ECAPA‑TDNN + Integrated Gradients for Speaker Anonymization (+4 st)

This repository evaluates how a +4 semitone pitch‑shift (as a simple anonymization) affects speaker verification and explains the model’s decisions using Integrated Gradients (Captum). We use a pretrained ECAPA‑TDNN (SpeechBrain, VoxCeleb‑trained) on LibriSpeech and produce both quantitative metrics (cosine scores, EER) and qualitative time–frequency attributions (IG heatmaps).

Model: speechbrain/spkrec-ecapa-voxceleb · Data: LibriSpeech (16 kHz) · XAI: Captum Integrated Gradients (+ optional NoiseTunnel)

Highlights

Verification baseline — ECAPA embeddings + cosine scoring on LibriSpeech.
Anonymization — apply +4 semitone pitch shift to the test utterance only.
Two independent runs — Run A and Run B, each on a different (disjoint) set of speakers, for robust comparison.
Explainability — log‑Mel + Integrated Gradients heatmaps (signed and |IG|) showing which time–frequency regions support or oppose “same speaker.”
Reproducible outputs — each run writes its own folder under results/<run_name>/ with config, log, pairs, metrics, and figures.

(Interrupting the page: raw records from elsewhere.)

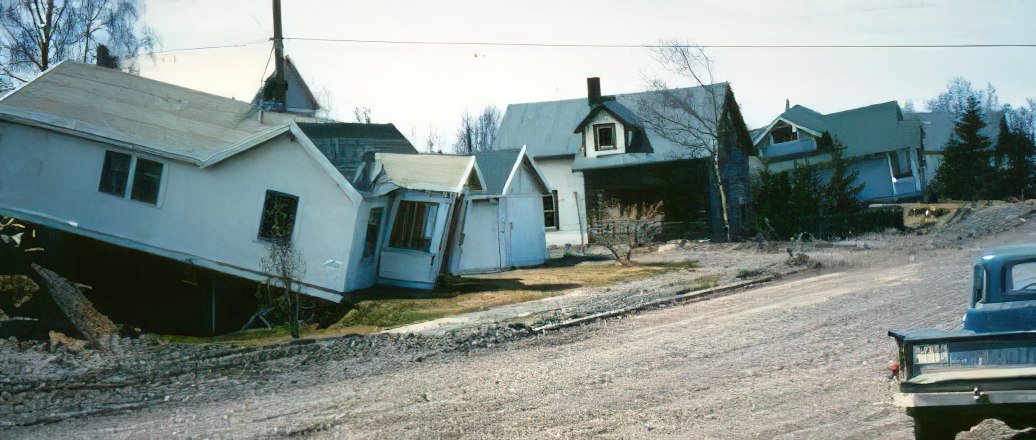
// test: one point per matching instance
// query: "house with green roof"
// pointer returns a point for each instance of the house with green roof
(885, 148)
(600, 148)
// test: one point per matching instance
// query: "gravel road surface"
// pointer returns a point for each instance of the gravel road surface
(801, 358)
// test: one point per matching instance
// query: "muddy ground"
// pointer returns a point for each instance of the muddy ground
(803, 357)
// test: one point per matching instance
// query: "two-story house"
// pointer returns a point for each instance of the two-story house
(885, 148)
(599, 148)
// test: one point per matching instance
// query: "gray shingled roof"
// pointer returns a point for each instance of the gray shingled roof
(156, 117)
(867, 129)
(546, 128)
(345, 143)
(495, 167)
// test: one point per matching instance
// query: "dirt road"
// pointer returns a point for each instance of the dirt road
(801, 358)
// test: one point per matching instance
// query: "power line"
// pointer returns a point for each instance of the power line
(628, 46)
(205, 48)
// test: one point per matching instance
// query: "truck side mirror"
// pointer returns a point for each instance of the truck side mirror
(978, 283)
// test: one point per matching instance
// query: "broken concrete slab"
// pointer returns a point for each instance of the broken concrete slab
(92, 324)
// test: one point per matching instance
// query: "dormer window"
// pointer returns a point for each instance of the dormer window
(782, 134)
(604, 137)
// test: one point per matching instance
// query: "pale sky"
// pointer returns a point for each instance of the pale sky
(423, 87)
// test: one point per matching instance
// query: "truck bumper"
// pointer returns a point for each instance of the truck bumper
(923, 400)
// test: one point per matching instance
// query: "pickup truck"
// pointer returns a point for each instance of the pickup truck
(950, 380)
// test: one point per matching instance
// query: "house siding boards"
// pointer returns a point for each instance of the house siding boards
(204, 216)
(344, 144)
(871, 135)
(537, 125)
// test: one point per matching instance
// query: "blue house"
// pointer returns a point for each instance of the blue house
(886, 148)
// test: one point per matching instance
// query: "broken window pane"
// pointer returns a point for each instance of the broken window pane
(604, 137)
(1024, 277)
(115, 173)
(413, 226)
(146, 181)
(550, 210)
(278, 216)
(373, 231)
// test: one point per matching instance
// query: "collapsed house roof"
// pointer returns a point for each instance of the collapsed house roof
(428, 172)
(141, 114)
(345, 143)
(864, 130)
(547, 128)
(498, 168)
(299, 98)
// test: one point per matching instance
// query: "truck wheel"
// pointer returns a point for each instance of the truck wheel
(930, 424)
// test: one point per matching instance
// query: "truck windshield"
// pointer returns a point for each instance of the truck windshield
(1023, 277)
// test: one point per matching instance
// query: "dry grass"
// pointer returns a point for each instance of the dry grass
(263, 336)
(391, 308)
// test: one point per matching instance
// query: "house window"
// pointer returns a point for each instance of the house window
(146, 178)
(279, 213)
(373, 228)
(782, 134)
(413, 226)
(900, 166)
(115, 173)
(120, 170)
(550, 210)
(604, 137)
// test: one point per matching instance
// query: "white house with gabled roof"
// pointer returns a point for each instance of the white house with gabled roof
(209, 182)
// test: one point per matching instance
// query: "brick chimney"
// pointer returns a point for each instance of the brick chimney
(593, 91)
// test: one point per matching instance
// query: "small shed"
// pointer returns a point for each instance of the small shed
(504, 228)
(425, 192)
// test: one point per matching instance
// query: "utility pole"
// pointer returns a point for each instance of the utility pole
(280, 87)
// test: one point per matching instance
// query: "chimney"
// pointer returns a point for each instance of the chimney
(106, 59)
(593, 91)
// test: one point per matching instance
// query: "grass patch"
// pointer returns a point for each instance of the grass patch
(258, 336)
(392, 308)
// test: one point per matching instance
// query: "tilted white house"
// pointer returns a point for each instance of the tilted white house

Project structure (suggested)

repo/
├── scripts/
│   └── LibriSpeech_ECAPA_TDNN.ipynb     # main notebook
├── data/                                # small text artifacts
│   ├── ig_run1_pairs.txt
│   └── ig_run2_pairs.txt
├── results/                             # per‑run outputs
│   ├── ig_run1/
│   │   ├── run_config.json
│   │   ├── run.log
│   │   ├── pairs.txt
│   │   └── ig_explanations/
│   │       ├── same_orig_1.png
│   │       ├── same_orig_1.abs.png
│   │       ├── same_orig_1.attr.npy
│   │       └── same_orig_1.fbank.npy
│   └── ig_run2/ ... (same layout)
└── README.md

Note: Large, derived artifacts (e.g., results/**) are typically excluded from Git; keep run_config.json, run.log, and small text files (pairs) for reproducibility.

Requirements

Python ≥ 3.10 (tested with 3.11)
PyTorch + torchaudio (CUDA optional)
SpeechBrain, Captum, scikit‑learn, tqdm, matplotlib, soundfile
LibriSpeech accessible locally (e.g., /speechdat/LibriSpeech/LibriSpeech)

Create the environment:

conda create -n xai_lrp python=3.11 -y
conda activate xai_lrp

# Pick the correct PyTorch/torchaudio wheels for your system (CPU or CUDA)
pip install torch torchaudio --index-url https://download.pytorch.org/whl/cu121

# Core libs
pip install speechbrain==0.5.15 captum==0.7.0 librosa==0.10.2.post1 scikit-learn tqdm matplotlib soundfile

How it works (high level)

Index LibriSpeech (e.g., test-clean) and gather speakers with ≥3 utterances.
Build trials for each run:
- same‑speaker pairs (enroll vs two other utterances of the same speaker)
- different‑speaker pairs (enroll vs a different speaker)
- for both original and anonymized (+4 st) versions (anonymization applied to test only)
Score with ECAPA embeddings + cosine; compute EER split by original vs anonymized.
Explain selected trials with Integrated Gradients on the model’s log‑Mel features pipeline.
Save per‑run artifacts under results/<run_name>/.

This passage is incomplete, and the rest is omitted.